The line between modern and fossil shark teeth is often drawn in years, but the more useful distinction is geological. A modern tooth is one that retains its original biological enamel and dentin; a fossil tooth is one that has spent enough time in the ground for the mineral content to have replaced or altered the tissue.
Mineralization
Modern teeth retain their original calcium phosphate structure. They are lighter than fossil teeth of the same size and feel cooler in the hand. Fossil teeth are heavier because the porous tissue has been infilled by minerals from the burial environment. A 4″ megalodon tooth and a 4″ modern great white tooth, side by side, will weigh dramatically different amounts.
Color
Modern great white enamel is a creamy white to ivory; modern mako is similar but often paler. Fossil teeth take on the palette of their matrix. Bone Valley fossils tend toward warm tans and oranges. North Carolina river finds run gray to charcoal. Bakersfield, California fossils often appear deep blue-black. The color of a fossil tooth is, in many cases, a fingerprint of the locality.
Surface
Modern teeth show fine concentric lines along the enamel face and crisp serrations. Fossil teeth, even in excellent preservation, may show micro-pitting from chemical exposure or feeding wear. Fossil teeth from anterior positions of large specimens often retain dramatic serrations that read as well as modern teeth at a distance.
Species Range
Modern teeth in the SharkDr archive are limited to a narrow species set: great white (Carcharodon carcharias), shortfin mako (Isurus oxyrinchus), and a small number of pelagic species. Fossil teeth open the door to a much wider catalog: Otodus megalodon, Otodus auriculatus, Otodus angustidens, Carcharocles chubutensis, and the various ancestors of the modern mako and great white.
Legal and Ethical Considerations
Modern great white teeth in the United States are regulated. Pre-ban specimens (those documented as having been collected and held in private collections before the species protections) are legal to own and trade domestically; modern teeth from documented channels (research, salvage, regulated takes) are also legal. Fossil teeth are not regulated under the same framework. They are governed by where they were collected and whether the collection complied with that jurisdiction’s land-use rules.

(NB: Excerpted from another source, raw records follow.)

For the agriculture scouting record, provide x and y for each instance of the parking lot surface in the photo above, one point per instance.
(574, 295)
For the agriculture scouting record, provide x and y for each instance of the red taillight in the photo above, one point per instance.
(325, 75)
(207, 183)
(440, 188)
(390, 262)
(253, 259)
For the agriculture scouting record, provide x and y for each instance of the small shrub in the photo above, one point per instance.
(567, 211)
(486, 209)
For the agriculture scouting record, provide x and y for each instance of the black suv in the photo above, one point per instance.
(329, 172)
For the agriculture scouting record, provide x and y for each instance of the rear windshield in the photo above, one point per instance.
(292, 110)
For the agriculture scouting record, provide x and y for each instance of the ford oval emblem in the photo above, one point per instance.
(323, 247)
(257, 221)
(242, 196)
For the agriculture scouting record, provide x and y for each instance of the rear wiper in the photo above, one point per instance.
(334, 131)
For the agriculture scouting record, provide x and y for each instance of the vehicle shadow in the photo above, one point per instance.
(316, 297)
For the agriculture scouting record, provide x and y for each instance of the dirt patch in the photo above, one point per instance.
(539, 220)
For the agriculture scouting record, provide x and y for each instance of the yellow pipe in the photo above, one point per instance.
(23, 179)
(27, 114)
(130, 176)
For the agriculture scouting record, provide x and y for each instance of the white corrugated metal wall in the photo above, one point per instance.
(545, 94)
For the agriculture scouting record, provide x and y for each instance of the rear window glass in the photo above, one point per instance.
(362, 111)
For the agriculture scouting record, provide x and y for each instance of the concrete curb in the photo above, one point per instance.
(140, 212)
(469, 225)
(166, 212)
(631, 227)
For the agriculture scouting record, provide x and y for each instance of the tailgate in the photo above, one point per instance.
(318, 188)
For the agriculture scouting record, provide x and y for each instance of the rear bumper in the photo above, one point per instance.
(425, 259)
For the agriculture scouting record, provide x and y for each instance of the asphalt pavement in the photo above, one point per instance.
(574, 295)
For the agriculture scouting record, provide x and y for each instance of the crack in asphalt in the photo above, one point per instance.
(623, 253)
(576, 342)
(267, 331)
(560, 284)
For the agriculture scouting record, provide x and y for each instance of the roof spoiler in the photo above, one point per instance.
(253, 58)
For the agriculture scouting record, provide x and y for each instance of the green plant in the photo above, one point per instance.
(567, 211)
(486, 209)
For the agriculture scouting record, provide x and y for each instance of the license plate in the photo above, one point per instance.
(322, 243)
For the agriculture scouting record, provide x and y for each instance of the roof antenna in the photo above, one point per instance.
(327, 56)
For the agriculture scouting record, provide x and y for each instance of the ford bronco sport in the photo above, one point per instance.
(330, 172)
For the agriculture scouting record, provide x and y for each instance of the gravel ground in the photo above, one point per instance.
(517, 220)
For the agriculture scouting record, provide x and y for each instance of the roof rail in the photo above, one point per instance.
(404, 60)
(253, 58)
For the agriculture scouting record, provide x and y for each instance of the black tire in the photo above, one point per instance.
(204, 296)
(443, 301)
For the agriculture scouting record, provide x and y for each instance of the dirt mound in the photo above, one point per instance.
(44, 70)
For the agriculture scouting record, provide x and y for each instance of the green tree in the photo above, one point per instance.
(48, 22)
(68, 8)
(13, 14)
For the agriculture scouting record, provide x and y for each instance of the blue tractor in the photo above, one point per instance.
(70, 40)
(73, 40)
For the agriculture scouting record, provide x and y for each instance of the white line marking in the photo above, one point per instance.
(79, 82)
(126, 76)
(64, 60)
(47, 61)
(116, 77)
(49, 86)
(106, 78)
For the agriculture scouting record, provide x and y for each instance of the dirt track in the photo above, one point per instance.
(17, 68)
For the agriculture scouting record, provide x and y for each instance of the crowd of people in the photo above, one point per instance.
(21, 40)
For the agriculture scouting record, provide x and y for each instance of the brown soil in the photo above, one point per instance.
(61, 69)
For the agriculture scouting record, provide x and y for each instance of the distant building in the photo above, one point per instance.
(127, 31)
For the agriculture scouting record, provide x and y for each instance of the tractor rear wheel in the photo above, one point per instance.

What This Means for a Collector
If your interest is in the living animal — the modern apex predator, the size, the bite — modern teeth are the closer object. If your interest is in deep time, the geological story, and the mineral aesthetics of fossilization, fossil teeth offer a wider catalog and a different kind of beauty.
Many collectors carry both. The two categories are not in competition; they sit beside each other on the same shelf and tell different parts of the same story.